A Argentina está disposta a implementar uma nova Lei de Comunicação Audiovisual que substitua o decreto 22.285 de 1980, criado durante a última ditadura militar daquele país, no governo do general Jorge Videla. O texto revisado do novo projeto foi apresentado em março passado e passou por mudanças sugeridas em dezenas de fóruns ocorridos desde então. Na quinta-feira (27), a presidente da Argentina, Cristina Kirchner, anunciou a lei ao Congresso Nacional.

Cristina, na ocasião, declarou que o projeto contribuirá para que a Argentina seja "mais democrática e mais plural". Ao anunciar a proposta de lei, ela lembrou os "118 jornalistas detidos ou desaparecidos" nos anos de chumbo do regime e ressaltou que as vítimas do período "deram testemunho do que é o exercício verdadeiro da liberdade de imprensa".
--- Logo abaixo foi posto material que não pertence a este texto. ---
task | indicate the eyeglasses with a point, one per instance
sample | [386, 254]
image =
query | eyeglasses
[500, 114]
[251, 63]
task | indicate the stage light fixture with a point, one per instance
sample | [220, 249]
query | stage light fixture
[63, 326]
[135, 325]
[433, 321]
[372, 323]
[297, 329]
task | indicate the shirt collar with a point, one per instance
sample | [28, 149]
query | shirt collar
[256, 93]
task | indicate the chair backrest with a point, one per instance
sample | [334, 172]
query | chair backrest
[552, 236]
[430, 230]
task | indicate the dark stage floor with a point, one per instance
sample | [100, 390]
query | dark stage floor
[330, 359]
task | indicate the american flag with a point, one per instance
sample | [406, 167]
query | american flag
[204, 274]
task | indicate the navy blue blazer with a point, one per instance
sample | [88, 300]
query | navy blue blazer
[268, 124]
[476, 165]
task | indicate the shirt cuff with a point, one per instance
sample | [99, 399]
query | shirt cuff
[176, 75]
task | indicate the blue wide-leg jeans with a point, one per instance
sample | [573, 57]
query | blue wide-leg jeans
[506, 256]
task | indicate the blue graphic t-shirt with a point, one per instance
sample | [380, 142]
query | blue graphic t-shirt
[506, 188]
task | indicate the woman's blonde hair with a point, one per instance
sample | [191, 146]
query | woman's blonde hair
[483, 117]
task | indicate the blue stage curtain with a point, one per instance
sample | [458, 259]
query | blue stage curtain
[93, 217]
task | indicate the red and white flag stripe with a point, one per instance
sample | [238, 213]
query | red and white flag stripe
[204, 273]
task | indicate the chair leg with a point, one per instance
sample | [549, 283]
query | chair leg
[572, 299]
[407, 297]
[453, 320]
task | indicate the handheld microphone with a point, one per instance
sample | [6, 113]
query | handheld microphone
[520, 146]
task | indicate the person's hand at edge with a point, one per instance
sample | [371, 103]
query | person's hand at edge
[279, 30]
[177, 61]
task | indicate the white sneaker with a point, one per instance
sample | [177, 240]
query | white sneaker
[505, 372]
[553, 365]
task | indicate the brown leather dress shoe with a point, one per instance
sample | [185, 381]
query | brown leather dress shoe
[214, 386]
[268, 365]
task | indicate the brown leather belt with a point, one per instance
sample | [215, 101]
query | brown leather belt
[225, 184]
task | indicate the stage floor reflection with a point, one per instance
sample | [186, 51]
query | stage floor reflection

Devido a seu caráter progressista e popular, o projeto conta com o respaldo de organizações sociais e sindicatos — mas enfrenta, naturalmente, a oposição dos proprietários dos meios de comunicação. De cara, a medida — que será votada no Congresso — visa dividir o espaço de radiodifusão em três partes: a primeira ao setor privado, uma outra a cargo do Estado e, por fim, uma parte de uso exclusivo de instituições sociais como universidades, comunidades locais e igrejas.

Hoje, o espectro é dominado pelo lado comercial. Além disso, cada grupo poderá ter no máximo dez licenças, contra as 24 de hoje. Os donos de TV´s abertas não poderão ter TV’s por assinatura no mesmo local geográfico. Está prevista também a possibilidade de desembarque das companhias telefônicas na comunicação audiovisual — o que ocasionaria na regulamentação para o Triple Play, com áudio, vídeo e dados no mesmo sistema.

No discurso de quinta-feira, diante de intelectuais, congressistas e sindicalistas, Cristina destacou que, apenas 26 anos depois da retomada da democracia na Argentina, o governo apresentou uma proposta sobre o tema. A mandatária também rebateu as críticas que seu projeto vem recebendo dos conglomerados da imprensa.

Na visão de Cristina, a nova lei garantirá "o direito a toda a informação", em vez do "ocultamento de uma parte dela" ou de sua "manipulação". Segundo a presidente, a votação em plenário será uma "prova" para a democracia da Argentina, devido à resistência ao projeto por parte de alguns empresários.